Texas Sicario Embraces Crime Fiction’s Past (and Predictability)

click to enlarge Texas Sicario Embraces Crime Fiction’s Past (and Predictability)
Courtesy of Harry Hunsicker
Every genre has collected its share of tropes over the years. In a horror story, parents refuse to believe their children about the monster in their closet. In a romance, someone’s bound to get down and dirty in the rain. In a Western, someone will be kicked in the skull by an enraged horse.

And in crime, well... like all other genres, readers have grown to anticipate certain tropes. Consider the damsel in distress: a poor, helpless woman in desperate need of a man to come save the day. She appears in crime fiction about as often as the phrase “throbbing manhood” pops up (pun intended) in erotica. Often, the damsel in distress evolves into a femme fatale. The heroic man saves the girl, falls for her womanly ways, then finds himself stabbed in the back. Whenever I come across this turn, I pray I’ll experience something I’ve never read before, but most often that prayer goes unanswered.

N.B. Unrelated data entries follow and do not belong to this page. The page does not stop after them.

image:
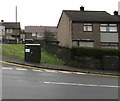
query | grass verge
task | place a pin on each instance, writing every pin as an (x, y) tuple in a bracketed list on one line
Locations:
[(17, 51)]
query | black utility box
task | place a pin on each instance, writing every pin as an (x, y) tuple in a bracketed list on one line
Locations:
[(33, 53)]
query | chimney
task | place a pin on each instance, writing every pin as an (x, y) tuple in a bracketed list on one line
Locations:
[(2, 20), (115, 12), (81, 8)]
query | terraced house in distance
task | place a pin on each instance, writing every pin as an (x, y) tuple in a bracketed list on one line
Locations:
[(88, 28)]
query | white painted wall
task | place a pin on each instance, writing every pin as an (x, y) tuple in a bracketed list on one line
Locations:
[(109, 37)]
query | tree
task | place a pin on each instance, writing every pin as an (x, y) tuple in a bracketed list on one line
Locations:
[(49, 36)]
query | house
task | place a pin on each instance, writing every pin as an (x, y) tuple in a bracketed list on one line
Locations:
[(38, 32), (12, 32), (2, 31), (87, 28)]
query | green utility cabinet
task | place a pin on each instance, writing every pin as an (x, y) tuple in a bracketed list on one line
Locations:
[(33, 53)]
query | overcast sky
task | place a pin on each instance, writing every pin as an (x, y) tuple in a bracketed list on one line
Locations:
[(47, 12)]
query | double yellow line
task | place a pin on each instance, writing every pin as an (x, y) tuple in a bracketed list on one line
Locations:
[(56, 70)]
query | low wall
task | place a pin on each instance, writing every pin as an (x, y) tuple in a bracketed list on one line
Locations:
[(67, 55)]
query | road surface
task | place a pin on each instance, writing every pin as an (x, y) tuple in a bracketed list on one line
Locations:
[(32, 83)]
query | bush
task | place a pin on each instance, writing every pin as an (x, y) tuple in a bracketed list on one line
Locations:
[(88, 51)]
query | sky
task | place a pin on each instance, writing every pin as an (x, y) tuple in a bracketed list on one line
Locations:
[(48, 12)]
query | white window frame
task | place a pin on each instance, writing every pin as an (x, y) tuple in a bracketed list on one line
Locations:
[(33, 34), (9, 30)]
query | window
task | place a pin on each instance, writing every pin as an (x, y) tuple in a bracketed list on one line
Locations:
[(109, 45), (86, 44), (108, 27), (9, 30), (33, 34), (87, 27), (40, 35), (9, 37)]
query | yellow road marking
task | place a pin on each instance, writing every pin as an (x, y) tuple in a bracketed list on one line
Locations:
[(57, 70)]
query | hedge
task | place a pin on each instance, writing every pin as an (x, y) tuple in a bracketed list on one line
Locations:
[(90, 51)]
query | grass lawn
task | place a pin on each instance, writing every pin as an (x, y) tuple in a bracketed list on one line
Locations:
[(17, 51)]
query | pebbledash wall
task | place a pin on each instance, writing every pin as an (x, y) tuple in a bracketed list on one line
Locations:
[(67, 55)]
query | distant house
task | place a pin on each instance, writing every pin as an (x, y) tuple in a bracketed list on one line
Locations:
[(38, 32), (88, 29), (12, 32)]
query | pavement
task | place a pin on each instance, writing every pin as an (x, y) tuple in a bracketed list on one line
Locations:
[(57, 67)]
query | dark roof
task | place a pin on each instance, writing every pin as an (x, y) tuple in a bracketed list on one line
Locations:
[(91, 16), (11, 24), (39, 29)]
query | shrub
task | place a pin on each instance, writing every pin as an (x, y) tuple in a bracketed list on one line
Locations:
[(90, 51)]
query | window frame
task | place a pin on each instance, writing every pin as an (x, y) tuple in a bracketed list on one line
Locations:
[(108, 27), (87, 25)]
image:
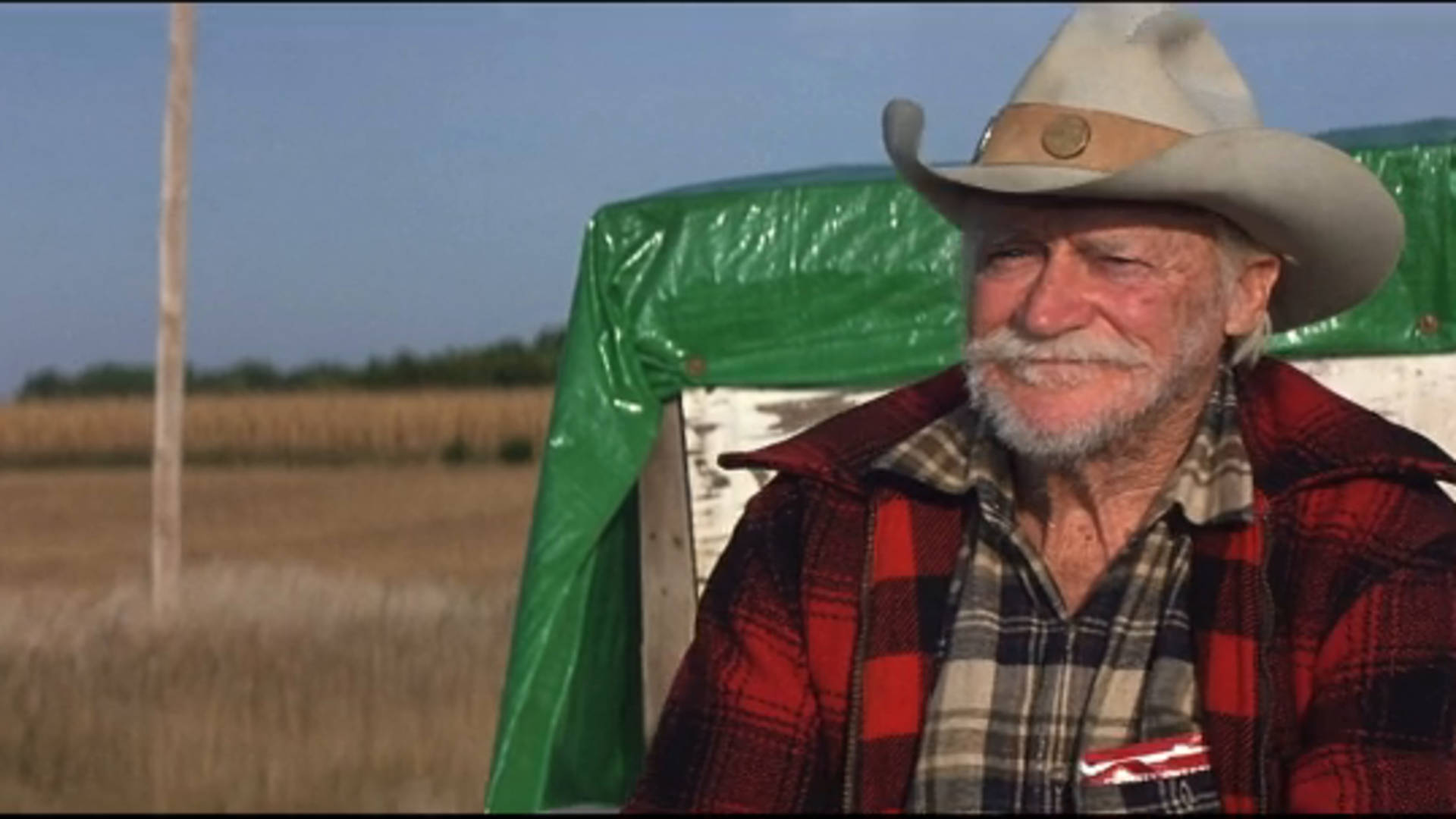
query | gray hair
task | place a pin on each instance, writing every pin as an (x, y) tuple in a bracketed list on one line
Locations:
[(1234, 245), (1235, 248)]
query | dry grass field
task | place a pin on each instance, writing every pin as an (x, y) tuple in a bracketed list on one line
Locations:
[(340, 646), (302, 428)]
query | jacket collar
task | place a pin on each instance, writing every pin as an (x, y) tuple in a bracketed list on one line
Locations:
[(1296, 431)]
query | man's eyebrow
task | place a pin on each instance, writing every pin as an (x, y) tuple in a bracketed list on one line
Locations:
[(1104, 245)]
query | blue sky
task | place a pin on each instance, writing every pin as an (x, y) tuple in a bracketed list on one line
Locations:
[(367, 178)]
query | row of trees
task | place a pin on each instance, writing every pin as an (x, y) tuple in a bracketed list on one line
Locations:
[(506, 363)]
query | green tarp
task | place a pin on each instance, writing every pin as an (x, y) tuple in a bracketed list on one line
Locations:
[(837, 278)]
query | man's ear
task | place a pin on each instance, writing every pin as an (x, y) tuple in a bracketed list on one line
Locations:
[(1251, 295)]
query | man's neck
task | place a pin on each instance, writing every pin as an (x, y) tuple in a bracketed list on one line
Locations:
[(1081, 515)]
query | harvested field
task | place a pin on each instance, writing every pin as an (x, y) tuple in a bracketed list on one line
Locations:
[(302, 428), (340, 646)]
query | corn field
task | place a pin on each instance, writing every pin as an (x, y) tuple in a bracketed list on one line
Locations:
[(303, 428)]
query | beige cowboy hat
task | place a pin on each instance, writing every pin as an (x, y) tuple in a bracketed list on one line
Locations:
[(1138, 101)]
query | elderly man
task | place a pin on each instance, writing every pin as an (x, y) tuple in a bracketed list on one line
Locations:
[(1117, 563)]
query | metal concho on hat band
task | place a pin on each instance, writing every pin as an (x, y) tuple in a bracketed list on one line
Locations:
[(1034, 133)]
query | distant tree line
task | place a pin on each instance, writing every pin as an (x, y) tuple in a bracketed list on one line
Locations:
[(506, 363)]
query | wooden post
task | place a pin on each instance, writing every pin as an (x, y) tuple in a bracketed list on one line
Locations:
[(669, 591), (166, 453)]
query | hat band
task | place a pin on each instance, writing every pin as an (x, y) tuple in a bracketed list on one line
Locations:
[(1036, 133)]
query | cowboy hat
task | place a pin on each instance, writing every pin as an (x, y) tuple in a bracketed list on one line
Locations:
[(1138, 101)]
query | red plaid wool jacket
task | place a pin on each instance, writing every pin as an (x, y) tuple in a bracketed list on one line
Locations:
[(1326, 632)]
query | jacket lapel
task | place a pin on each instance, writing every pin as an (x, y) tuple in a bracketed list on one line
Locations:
[(1231, 621), (913, 548)]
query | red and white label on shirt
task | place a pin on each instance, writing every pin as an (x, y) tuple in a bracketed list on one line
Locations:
[(1153, 760)]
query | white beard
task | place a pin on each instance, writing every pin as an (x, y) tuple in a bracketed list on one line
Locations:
[(1092, 436)]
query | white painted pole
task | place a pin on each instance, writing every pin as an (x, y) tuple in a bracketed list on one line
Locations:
[(166, 453)]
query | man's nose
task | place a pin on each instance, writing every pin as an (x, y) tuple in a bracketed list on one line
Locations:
[(1057, 299)]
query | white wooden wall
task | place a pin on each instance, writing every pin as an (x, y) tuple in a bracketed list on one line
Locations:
[(1417, 391)]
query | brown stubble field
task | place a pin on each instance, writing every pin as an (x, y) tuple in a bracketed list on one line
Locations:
[(340, 646)]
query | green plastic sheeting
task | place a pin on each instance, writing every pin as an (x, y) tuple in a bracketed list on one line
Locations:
[(837, 278)]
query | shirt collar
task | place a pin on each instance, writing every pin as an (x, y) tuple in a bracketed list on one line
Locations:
[(1213, 483)]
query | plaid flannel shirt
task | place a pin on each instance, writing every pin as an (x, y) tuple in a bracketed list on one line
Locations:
[(1324, 630), (1025, 687)]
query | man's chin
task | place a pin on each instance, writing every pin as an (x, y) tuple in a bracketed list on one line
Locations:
[(1065, 433)]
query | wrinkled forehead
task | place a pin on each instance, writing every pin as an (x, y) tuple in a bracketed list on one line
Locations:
[(986, 218)]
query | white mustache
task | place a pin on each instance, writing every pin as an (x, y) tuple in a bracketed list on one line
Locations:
[(1008, 347)]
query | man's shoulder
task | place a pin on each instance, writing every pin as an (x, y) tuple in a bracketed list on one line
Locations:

Unfortunately, Dallas author Harry Hunsicker’s new crime novel Texas Sicario isn’t concerned with originality. Instead, it prefers to embrace some of those tired tropes of crime fiction’s past. Tell me if you’ve heard this one before. An older, white ex-cop with a dark history gets involved in an ongoing criminal investigation. During the investigation, he starts bonding with the wife of someone directly connected to the crime. While the man and woman don’t have sex, the sexual tension’s so thick they might as well be getting down to business. During the investigation, several law officials tell the protagonist, “Hey, you’re not a cop anymore, buddy! Quit trying to solve crimes!” To which he responds, “Make me!” Eventually things get out of hand. People die.

And the woman he’s been bonding with? She’s either a complete moron or she’s playing our protagonist or maybe both. In truth, it doesn’t matter, because whichever direction the story takes from there will only induce yawns.
Decades of “tough-guy lit” have cemented the concept of men taking charge of a situation otherwise operated by numskull villains and dimwitted dames. And Texas Sicario deals in this cliché. Plus, the book takes place in Texas, so we also get a lot of problematic takes on Latinos. Barely anybody who isn’t white can speak a complete sentence, for example. Plus, if you think the word “gringo” isn’t going to pop up approximately 10,000 times, then you’re in for a surprise.

Like a lot of suspense fiction, the book also suffers from Short Paragraph Syndrome, meaning each consists of only one or two sentences. Writers mistakenly believe short paragraphs automatically create a suspenseful atmosphere, and that’s obviously what Hunsicker is going for here, but it just doesn’t work the way he’s intending.

A good chunk of modern crime fiction has evolved into more fleshed-out stories, but it’s not rare to come across an old-fashioned plot with an old-fashioned protagonist. If that’s what you’re looking for, then Texas Sicario isn’t necessarily a bad book, just not a good one, either.

Unfortunately, not much stands out, from the predictable characters to the onslaught of laughable plot twists. There is, however, a clever if short-lived money-laundering scheme, and also the promise of a cool direction the plot could have gone with a child-assassin. But those flames are too quickly extinguished.